"Gadis itu bersikap aneh saat aku memergokinya. Kemudian mengaku sendiri kalau dia memang bukan Sierra. Memang dari awal aku sudah menaruh kecurigaan terhadapnya, dan baru kali ini terbongkar," pada akhirnya Jevin buka suara di depan Ares. Pangeran sulung itu hanya tidak ingin kalau sampai kelakuan buruknya diumbar ke publik. Aplagi kalau melibatkan Ares, bisa hancur semuanya.
Ares memiringkan kepala, mengingat saat Jevin mengatakan hal janggal tentang Sierra palsu itu di hadaoan orang banyak, "Dan kau berniat menyebarkannya pada semua orang?"
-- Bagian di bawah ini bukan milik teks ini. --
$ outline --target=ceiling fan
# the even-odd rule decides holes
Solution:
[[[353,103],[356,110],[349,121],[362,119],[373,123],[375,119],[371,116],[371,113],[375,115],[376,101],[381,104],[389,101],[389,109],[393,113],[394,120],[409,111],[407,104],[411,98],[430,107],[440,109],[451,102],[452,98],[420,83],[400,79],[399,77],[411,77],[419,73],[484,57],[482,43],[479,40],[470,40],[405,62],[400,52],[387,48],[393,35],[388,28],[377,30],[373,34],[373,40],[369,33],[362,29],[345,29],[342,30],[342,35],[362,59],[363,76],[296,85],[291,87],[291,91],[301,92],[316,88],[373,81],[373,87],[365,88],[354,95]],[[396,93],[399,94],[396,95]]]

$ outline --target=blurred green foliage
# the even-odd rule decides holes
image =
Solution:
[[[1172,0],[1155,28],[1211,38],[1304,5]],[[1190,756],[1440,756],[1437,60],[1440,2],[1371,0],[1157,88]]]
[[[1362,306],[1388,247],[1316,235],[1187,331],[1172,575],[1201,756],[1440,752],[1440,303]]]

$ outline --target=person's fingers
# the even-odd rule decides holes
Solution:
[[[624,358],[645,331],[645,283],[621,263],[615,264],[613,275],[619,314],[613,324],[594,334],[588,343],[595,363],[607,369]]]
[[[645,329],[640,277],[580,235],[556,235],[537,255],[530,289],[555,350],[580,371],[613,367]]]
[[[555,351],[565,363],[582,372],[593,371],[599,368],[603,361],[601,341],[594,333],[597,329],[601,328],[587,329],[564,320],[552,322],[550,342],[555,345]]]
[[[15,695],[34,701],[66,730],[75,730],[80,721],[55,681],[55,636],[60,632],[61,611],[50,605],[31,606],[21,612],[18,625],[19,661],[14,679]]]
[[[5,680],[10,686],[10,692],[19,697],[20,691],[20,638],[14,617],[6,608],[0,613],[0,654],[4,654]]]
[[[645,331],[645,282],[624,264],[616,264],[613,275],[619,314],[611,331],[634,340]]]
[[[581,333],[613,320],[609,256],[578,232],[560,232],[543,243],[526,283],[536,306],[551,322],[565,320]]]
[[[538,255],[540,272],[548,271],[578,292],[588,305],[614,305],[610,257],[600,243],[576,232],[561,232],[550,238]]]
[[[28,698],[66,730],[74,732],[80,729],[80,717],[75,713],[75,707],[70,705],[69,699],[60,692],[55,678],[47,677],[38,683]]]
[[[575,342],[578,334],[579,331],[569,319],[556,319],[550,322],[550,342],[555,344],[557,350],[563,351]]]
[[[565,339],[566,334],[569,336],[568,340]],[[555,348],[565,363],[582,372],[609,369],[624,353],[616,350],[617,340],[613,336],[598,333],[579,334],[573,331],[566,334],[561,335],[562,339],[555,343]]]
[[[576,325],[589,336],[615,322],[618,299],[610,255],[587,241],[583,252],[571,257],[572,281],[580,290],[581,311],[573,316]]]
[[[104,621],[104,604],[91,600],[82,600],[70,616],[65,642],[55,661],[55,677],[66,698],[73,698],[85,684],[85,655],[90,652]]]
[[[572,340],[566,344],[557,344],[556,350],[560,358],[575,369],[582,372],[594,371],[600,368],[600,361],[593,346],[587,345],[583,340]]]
"Tentu saja, dari dulu aku sudah berniat melenyapkan gadis itu supaya Juan tidak jadi mengambil alih takhta, dan ternyata dikabulkan. Tapi beberapa bulan kemudian Sierra muncul lagi, yang ternyata bukan Sierra yang asli. Tapi untuk saat ini aku tak punya niat buruk terhadapnya, apapun yang ku lakukan tak bisa merubah pilihan ayah untuk memberikan takhta kerajaan pada Juan," dugaan Ares benar, tidak ada kakak yang terima saat adiknya diperlakukan lebih spesial dan terhormat. Kecuali jika hubungan persaudaraan mereka memang sangat baik.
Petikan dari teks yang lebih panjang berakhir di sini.